Zonnebeke is a neat, nondescript town in south west Belgium.
By Cameron Buttle
The Paschendale campaign resulted in 500,000 casualties
The only bar in the town spills out onto the pavement where a chalkboard sign offers Paschendale Pie and Tommy's Ale.
A couple of miles outside on the main road south is Frezenberg Ridge.
It was from this gentle slope that three Scottish Divisions marched off into the battle of Paschendale, what soldiers called the hell of hells.
For two weeks the British guns had pounded the fields of Flanders before the allied offensive of 1917. But that summer was to be one of the wettest on record - no-man's land turned into a glutinous sea of mud where men and animals, drowned cowering from machine-gun and sniper fire.
Paschendale was of no particular strategic military importance, it was supposed to have fallen within days in the wake of the allied advance. That advance was supposed to have cut deep into enemy lines and up to the coast to destroy German submarine bases.
Paschendale took three months and cost 500,000 casualties. A few months later the Germans counter-attacked and re-took it in just three days. The allies retreated to the lines they held in September 1917.
At the unveiling of the new monument to the Scottish dead, the very ground they fought over rumbled to the sound of the bass drums of the mass pipe bands marching past.
Throughout the ceremony the kilted figure of a Belgian man called Erwin Ureel darted here and there attending to every detail of the grand ceremony he had arranged.
Several hundred of his townsfolk joined him on the Frezenberg Ridge to think of the soldiers of the 9th, 15th and 51st Scottish Divisions. Many of them wore the new Paschendale tartan of brown with a deep red - set to represent the mud and blood of the battlefield.

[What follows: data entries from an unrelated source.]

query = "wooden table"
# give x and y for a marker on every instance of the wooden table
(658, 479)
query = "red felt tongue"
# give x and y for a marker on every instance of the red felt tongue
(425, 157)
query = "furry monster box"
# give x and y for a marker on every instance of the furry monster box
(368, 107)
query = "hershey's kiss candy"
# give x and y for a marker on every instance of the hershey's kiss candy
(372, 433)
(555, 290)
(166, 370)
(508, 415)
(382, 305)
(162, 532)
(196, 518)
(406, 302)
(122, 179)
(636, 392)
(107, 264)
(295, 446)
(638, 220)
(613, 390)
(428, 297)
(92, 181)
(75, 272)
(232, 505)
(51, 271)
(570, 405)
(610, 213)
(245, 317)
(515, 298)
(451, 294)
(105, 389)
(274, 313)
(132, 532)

"I have always found it strange that there was never anything to commemorate the Scottish soldiers," said Mr Ureel.
"There is a large British cemetery at Tyn Cott where all the British are buried but I felt the Scottish had to be recognised separately."
Mr Ureel is a battlefield tour guide and is passionate about Scotland. It was his passion that encouraged the people of Zonnebeke to raise funds for the monument.
"We are a small town and it would have taken a long time to do this on our own," he said.
"When we asked for help everyone was so quick to offer us money. Then we knew we were doing the right thing."
Conservative MSP Murdo Fraser, who represents the Mid Scotland and Fife region, was in the crowd for the unveiling.
When he heard of plans for the monument, he took the plea for funds to the Scottish Parliament.
Tyne Cot is the Commonwealth's largest war cemetery
He said: "It is staggering when you see how many Scottish soldiers died in such a small area. It's marvellous what the people here have done.
"I like to think if it was the other way round, we would have done the same for them."
At the close of the ceremony, six uniformed Belgian firemen marched quietly up behind the monument.
They were the famous Menin Gate Buglers. Every night since the end of World War I, buglers have sounded the last post at the Menin Gates a few miles away in Ypres.
On the Frezenberg Ridge they played again for the Scottish dead.
The reason Zonnebeke is so neat and nondescript and uniform and square is because after the battle of Paschendale there was nothing left standing.
The people of the town rebuilt it from scratch and now, 90 years later, they say they have built a monument to the dead from every corner of Scotland who gave their lives to set them free.
Looking up at the statue, Mr Ureel reflects on what he has achieved.
He said: "We will always do everything we can to make sure every generation of Belgian remembers what happened here. We must never, ever forget."